Dragging the dead through the criminal courts
In addition to the usual attempts to smear victims of police murder in the press, both Anthony Grainger and Mark Duggan have effectively been put on criminal trial by means of court cases against other people involved in the incidents which led up to their executions. In September 2012, three men who were with Anthony Grainger when he was gunned down by Greater Manchester Police in March, were acquitted of conspiracy to rob (see FRFI 229). Then, in October, the jury failed to reach a verdict in the trial of Kevin Hutchinson-Foster, who was charged with supplying a gun to Mark Duggan on 4 August 2011, the day he was shot dead by the Metropolitan Police. Kevin will now be retried in early January and the inquest into Mark’s death will then begin on 28 January.
Inquiry into racist execution
Meanwhile, the oral hearing phase of the public inquiry into the cold-blooded police killing of Azelle Rodney in north London in 2005 ended in November 2012; final closing submissions in the case are due to take place in mid-December, with the report of the inquiry to be published in 2013. Azelle’s death has long been the subject of a police cover-up, and his mother and lawyers have fought, and continue to fight, a long battle to get the facts of the case brought into the public domain.
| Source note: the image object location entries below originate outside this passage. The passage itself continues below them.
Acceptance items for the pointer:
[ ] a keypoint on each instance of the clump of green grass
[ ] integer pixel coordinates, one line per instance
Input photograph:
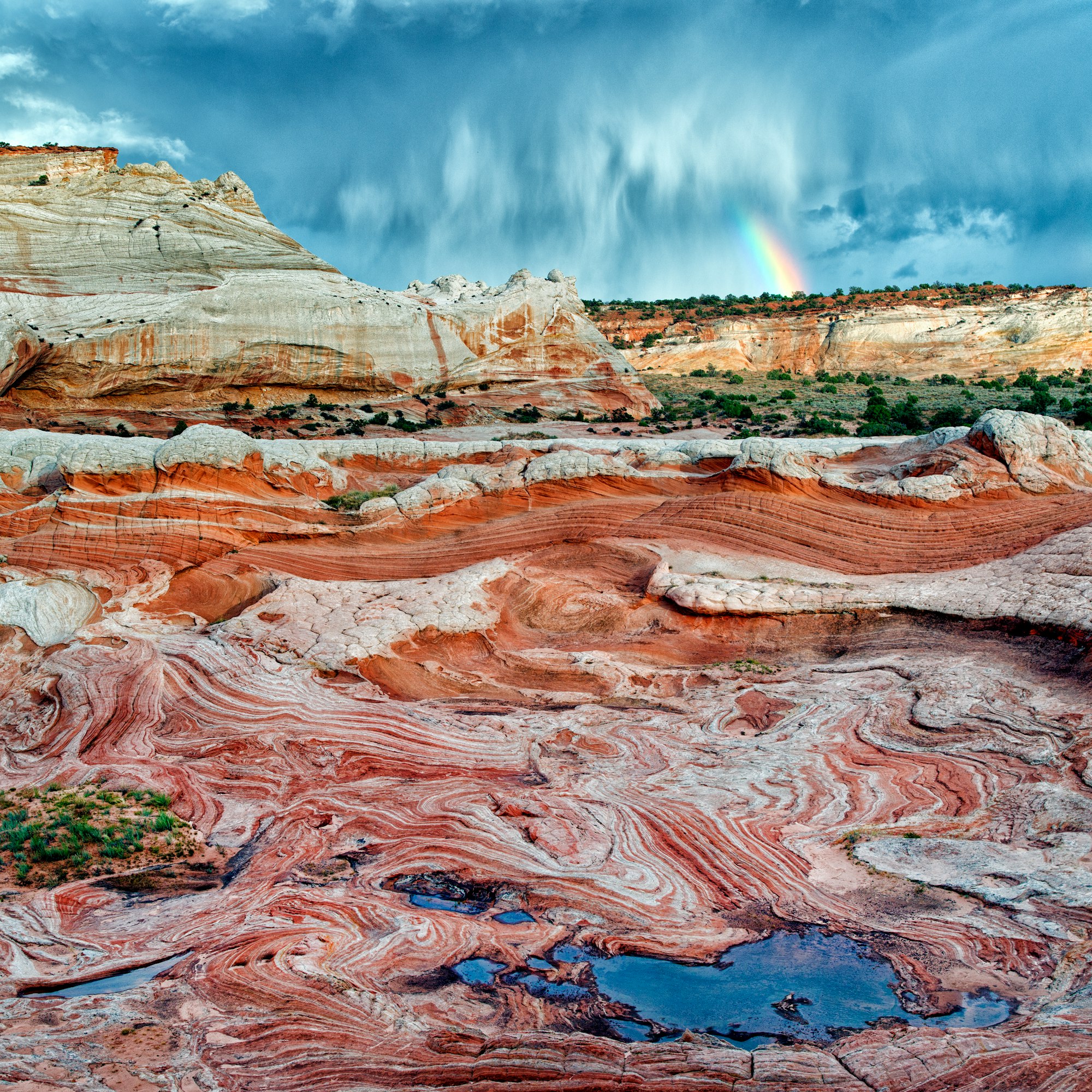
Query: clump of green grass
(352, 501)
(76, 830)
(754, 668)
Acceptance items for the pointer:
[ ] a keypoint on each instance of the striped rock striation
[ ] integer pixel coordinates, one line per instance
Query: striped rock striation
(129, 287)
(1050, 331)
(667, 697)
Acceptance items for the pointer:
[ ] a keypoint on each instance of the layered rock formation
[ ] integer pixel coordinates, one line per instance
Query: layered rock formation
(130, 287)
(1051, 331)
(664, 697)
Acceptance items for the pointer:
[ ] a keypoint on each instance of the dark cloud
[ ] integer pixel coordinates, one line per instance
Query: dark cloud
(619, 140)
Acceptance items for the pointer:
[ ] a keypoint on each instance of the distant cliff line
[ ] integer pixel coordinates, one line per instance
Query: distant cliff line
(970, 331)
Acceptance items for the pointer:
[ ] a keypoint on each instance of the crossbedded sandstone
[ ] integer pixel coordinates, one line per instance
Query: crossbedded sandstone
(133, 286)
(666, 696)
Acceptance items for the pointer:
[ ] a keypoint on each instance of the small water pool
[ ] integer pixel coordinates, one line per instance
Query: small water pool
(453, 906)
(513, 918)
(112, 984)
(478, 972)
(847, 987)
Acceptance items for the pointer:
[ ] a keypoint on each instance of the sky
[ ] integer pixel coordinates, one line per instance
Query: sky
(650, 149)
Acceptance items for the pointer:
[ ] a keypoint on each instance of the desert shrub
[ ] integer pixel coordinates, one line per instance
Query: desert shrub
(947, 417)
(820, 426)
(353, 500)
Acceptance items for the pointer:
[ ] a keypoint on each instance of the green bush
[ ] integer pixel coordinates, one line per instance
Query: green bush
(947, 417)
(352, 501)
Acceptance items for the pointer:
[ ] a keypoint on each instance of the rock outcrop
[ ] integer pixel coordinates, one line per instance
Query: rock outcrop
(1051, 331)
(129, 284)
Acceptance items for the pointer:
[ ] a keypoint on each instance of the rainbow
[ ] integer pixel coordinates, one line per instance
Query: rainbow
(777, 267)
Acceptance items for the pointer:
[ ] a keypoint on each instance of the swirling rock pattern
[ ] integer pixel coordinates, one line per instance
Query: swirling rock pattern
(667, 697)
(135, 287)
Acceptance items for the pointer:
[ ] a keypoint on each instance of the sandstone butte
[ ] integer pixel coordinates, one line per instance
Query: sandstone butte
(1050, 330)
(135, 288)
(664, 696)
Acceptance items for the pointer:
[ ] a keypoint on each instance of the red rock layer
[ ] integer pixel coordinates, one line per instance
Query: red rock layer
(640, 779)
It has now been revealed that the police marksman (known only as E7) who shot Azelle dead, had previously shot four other people, while on duty – two of them fatally. The police barrister also told the inquiry that one reason officers did not stop the vehicle in which Azelle was a passenger, and in which they wrongly suspected automatic weapons were being transported, at the start of its journey, was because they wanted to remain undercover and – being white – thought they would stand out in the ‘predominantly black’ area of Harlesden. As a result, they allowed the car to proceed to Edgware, where three police vehicles rammed it and E7 shot Azelle six times at point-blank range.
Tasers, pepper spray and live ammunition
On 12 October, Colin Farmer, a blind man, who had previously suffered two strokes, was tasered by Lancashire Police, as he walked through the town centre of Chorley to meet his friends in a local pub. The police officer (whose own eyesight presumably needs testing) bizarrely claimed he mistook Colin’s white stick for a Samurai sword. The police apologised but have not even suspended the officer.
On 1 November, the family of Leonard McCourt, who died in a cage in the back of a police van, having been pepper-sprayed outside his home in County Durham, told the press of their anger that the police officers responsible would only face misconduct hearings, and not criminal charges. The McCourt family were unable to get legal aid and his sister-in-law represented the family at the inquest into Leonard’s death, cross-examining police witnesses and insisting that the jury examine the inside of the van and see the cramped conditions for themselves.
On 2 November, George Asare, who was both shot and tasered by police in south London on 19 February (see FRFI 226), was acquitted of criminal charges of affray, criminal damage, attempted GBH and other charges, on the grounds that he was mentally ill at the time of his encounter with the police. Having been hospitalised with multiple wounds, as a result of the violent assault on him, George was arrested and charged whilst still in intensive care.
The IPCC covers up for police murder
On 19 November a BBC Panorama programme ‘Watching the Detectives’ exposed to a wider audience the unfortunate truth known to everyone who has lost a friend or relative to police brutality, that the Independent Police Complaints Commission (IPCC) does not subject the murderous actions of the police to anything like proper scrutiny. At best, it is lax and inefficient; at worst, its staff are corrupt and deliberately cover up for police crimes. The IPCC was set up in 2004, replacing the previously discredited Police Complaints Authority. As of 2010, nine out of ten of the IPCC’s senior investigators were former police employees, as were 18 out of 31 deputy senior investigators and 30 out of 92 investigators.